Let's create a dummy table in the test database and insert a single record:

CREATE DATABASE test;
CREATE TABLE test.yolo (`foo` CHAR(3));
INSERT INTO test.yolo (foo) VALUES('bar');
SELECT foo FROM test.yolo;

Now take a snapshot of our pool called yolo:

sudo zfs snapshot yolo/mariadb@bar

Update the record in the database:

UPDATE test.yolo SET foo='baz';
SELECT foo FROM test.yolo;

Take another snapshot:

sudo zfs snapshot yolo/mariadb@baz

When you list the snapshots with sudo zfs list -t snapshot something similar is shown:

Snapshots

You can even have a look around in your snapshot.
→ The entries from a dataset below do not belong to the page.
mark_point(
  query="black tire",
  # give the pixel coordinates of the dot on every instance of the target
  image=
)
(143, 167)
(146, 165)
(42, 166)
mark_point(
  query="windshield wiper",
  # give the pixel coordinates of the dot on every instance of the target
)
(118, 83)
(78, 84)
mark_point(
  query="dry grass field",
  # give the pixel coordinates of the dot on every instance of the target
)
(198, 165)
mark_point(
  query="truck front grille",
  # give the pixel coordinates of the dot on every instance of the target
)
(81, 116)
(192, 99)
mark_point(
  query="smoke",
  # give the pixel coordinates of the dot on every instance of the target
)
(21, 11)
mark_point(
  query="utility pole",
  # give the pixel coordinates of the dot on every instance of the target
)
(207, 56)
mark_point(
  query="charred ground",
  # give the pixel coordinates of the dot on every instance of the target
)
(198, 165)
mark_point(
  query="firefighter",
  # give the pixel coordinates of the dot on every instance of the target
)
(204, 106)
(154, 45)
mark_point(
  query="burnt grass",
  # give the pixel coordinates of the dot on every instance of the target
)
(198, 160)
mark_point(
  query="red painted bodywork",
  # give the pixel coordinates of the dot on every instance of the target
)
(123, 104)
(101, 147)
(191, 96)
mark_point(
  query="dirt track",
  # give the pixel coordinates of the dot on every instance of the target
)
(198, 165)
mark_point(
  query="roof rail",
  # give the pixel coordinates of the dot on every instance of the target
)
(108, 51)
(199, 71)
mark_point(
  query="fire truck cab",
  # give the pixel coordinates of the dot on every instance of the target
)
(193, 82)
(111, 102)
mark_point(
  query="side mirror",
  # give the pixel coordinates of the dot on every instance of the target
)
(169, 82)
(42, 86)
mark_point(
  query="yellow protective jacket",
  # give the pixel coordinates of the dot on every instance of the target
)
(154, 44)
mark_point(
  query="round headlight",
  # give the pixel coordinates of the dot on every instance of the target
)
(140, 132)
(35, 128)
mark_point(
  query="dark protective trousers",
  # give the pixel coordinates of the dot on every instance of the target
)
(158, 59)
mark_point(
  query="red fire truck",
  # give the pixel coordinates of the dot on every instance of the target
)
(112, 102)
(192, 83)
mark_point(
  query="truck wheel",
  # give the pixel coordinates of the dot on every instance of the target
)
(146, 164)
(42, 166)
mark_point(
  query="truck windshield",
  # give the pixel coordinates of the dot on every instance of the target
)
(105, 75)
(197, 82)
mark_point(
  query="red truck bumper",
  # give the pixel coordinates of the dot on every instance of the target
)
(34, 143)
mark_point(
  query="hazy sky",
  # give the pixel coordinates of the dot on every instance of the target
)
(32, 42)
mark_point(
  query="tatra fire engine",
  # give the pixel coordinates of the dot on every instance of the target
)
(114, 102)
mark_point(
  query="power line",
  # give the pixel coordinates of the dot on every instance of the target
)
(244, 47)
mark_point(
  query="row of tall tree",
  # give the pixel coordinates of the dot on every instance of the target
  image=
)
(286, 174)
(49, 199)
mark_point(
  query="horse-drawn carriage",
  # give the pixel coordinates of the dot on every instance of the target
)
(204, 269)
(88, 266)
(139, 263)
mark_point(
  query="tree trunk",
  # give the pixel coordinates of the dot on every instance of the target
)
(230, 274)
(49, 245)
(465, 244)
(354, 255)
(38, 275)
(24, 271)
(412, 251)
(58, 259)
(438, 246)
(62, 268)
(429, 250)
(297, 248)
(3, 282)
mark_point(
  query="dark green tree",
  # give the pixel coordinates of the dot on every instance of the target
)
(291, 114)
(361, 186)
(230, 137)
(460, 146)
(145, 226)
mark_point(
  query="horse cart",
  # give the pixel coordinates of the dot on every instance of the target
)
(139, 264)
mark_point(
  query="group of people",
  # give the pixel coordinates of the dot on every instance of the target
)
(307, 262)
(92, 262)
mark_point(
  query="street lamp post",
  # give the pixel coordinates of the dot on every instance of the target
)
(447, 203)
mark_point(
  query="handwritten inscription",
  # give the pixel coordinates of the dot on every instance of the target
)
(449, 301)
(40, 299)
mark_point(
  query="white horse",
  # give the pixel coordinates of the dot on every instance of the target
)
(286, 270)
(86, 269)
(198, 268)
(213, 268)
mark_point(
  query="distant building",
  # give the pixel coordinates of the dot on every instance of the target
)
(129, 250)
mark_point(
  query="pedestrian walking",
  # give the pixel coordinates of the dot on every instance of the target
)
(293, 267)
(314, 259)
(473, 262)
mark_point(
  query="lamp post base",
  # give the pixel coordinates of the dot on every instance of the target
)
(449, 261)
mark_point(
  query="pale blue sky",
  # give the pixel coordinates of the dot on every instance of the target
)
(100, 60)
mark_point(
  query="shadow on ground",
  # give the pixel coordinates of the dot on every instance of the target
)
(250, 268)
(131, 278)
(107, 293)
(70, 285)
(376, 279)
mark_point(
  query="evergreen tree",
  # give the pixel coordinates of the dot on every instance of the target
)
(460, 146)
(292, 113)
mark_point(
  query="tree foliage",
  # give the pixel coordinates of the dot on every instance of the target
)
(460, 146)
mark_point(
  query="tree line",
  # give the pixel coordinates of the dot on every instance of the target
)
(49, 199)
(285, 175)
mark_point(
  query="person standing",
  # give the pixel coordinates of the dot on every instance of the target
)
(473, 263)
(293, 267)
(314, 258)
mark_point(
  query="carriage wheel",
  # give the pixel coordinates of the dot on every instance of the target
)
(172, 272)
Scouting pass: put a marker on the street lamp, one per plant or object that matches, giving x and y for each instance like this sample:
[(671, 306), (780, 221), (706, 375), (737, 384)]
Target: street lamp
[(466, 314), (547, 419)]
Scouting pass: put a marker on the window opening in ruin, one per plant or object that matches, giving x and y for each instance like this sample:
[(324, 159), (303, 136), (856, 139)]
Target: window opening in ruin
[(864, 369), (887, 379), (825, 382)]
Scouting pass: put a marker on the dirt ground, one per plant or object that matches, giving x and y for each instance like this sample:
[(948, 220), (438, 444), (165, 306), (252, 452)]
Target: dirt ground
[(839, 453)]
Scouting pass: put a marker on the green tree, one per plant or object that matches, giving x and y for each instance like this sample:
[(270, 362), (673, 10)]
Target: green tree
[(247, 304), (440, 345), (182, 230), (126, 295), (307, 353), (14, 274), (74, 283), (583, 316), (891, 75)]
By default the snapshots are hidden but you can make them visible with the following command:

sudo zfs set snapdir=visible yolo/mariadb

Now you can list the snapshots with:

ls -all /mnt/mariadb/.zfs/snapshot/

Backup and restore a snapshot

As I said earlier, a snapshot is just a reference, not an actual filesystem. Using zfs send you can create a stream of the snapshot and backup the data:

sudo zfs send yolo/mariadb@bar > /backup/yolo/mariadb/bar
#or
sudo zfs send yolo/mariadb@bar | gzip > /backup/yolo/mariadb/bar.gz
#or even
sudo zfs send yolo/mariadb@bar | ssh backuphost zfs recv yolo/mariadb

Now restore the first snapshot:

sudo service mysql stop
sudo rm -rf /mnt/mariadb/*
sudo cp -R /mnt/mariadb/.zfs/snapshot/bar/* /mnt/mariadb/
sudo chown -R mysql:mysql /mnt/mariadb/*
sudo service mysql start

The data in the database should be the data we originally inserted:

Restored database

Yay!

Final remark

As you may know, MariaDB does not write every transaction to disk immediately. While MyISAM does write to disk when you issue a FLUSH TABLES WITH READ LOCK statement, InnoDB does not guarantee it will. However it does write to the binary log files. So when you include these in your snapshot you're fine.